The loading-bay one was harder to track. It was in the ceiling void, not screwed to the structure, just sitting on top of a cable tray. It was being powered by a PoE injector (a device that pushes power through an Ethernet cable so you don’t need a separate plug) tucked behind a ventilation duct, plugged into a wall socket on a separate ring main from the rest of the IT power. It was a small business-grade AP, not a consumer one. The serial number didn’t match anything on the client’s records, but it did match a batch sold to a previous IT supplier the client had used in 2021 and parted ways with in 2022, probably forgotten, possibly not.
What we did next
We took it down. We took it back to the office. We pulled the configuration. The SSID it was broadcasting was open, no password, and it was bridged to a VLAN (a logical network segment) that turned out to be on the main staff network, not segregated from anything. Anybody within range of the loading bay, and there’s a public footpath on the other side of the wall, could have been on the staff network for the past four years.
We can’t tell you whether anyone was, because we don’t have the logs. The AP wasn’t logging to a central system because it wasn’t centrally managed.
What we can tell you is the gap that allowed this to exist for that long was the same gap we wrote up in the audit report:
- No periodic wireless survey. The last one had been at install in 2019.

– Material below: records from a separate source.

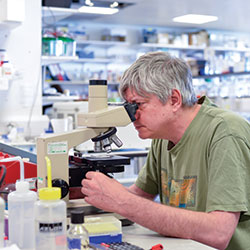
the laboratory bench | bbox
[122,224,217,250]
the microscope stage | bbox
[69,154,130,187]
[80,155,130,166]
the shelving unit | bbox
[41,6,250,109]
[41,30,135,104]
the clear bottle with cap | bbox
[1,156,37,250]
[35,156,67,250]
[67,210,89,250]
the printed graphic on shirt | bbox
[161,170,197,208]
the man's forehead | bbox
[124,88,150,102]
[125,88,140,100]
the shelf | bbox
[46,80,88,85]
[46,80,119,85]
[211,46,250,53]
[77,58,112,63]
[42,6,79,15]
[193,71,250,79]
[76,40,130,48]
[41,56,115,65]
[41,55,79,65]
[140,43,206,51]
[140,43,250,53]
[42,95,80,105]
[42,6,81,23]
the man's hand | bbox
[81,171,130,212]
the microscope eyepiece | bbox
[124,102,138,122]
[89,79,107,85]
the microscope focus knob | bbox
[52,178,69,199]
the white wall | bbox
[0,0,48,138]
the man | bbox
[81,51,250,250]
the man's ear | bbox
[170,89,182,112]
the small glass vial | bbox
[67,210,89,250]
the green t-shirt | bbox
[135,97,250,250]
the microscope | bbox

- No central management of APs. Each device was managed individually, which means nothing notices when an extra one shows up.
- No segregation between public-facing zones and the staff network. One flat network across the building.
Each of those gaps is fixable. We fixed them as part of the refresh. The story has a tidy ending.
Why we’d rather find them
The headline of this post is the punchline of the engagement. We’d rather find the rogue AP than not. Even when finding it is awkward, because somebody internal installed it, because a previous supplier left a mess, because the report becomes harder to write. Even when nobody asked us to look for it specifically.
The alternative is being the firm that did the wireless audit and didn’t find it. Two years later, when the breach happens, somebody asks why the audit missed it, and the answer is “we didn’t look in the ceiling void”. That’s a worse position for everyone: the client, us, our professional indemnity insurer, the people whose data was on that network.
This is the spirit of our Security Solutions practice. The audit isn’t a piece of paper but an actual look at the actual estate, with somebody walking it with a tablet for the full day it takes, and asking the awkward questions when the map doesn’t match the documentation. The paper at the end is a byproduct.
A short note for the procurement-minded
A wireless audit that takes half a day and produces a report is cheaper than the one that takes a full day and produces the same report. It’s also cheaper than the one that takes a full day and finds the rogue AP, because that one then continues into incident response and a network rebuild.
If you’ve never had an audit find anything, that’s information. It might mean your estate is genuinely clean, or it might mean the audit didn’t look very hard. We’d want to know which. Because the device sitting in your ceiling void right now, broadcasting an open SSID into the car park, isn’t waiting for your next audit cycle; it’s exposing your staff network today. The cost of finding out from a regulator or an insurer instead of from us is an order of magnitude higher, and it tends to arrive with a press release attached.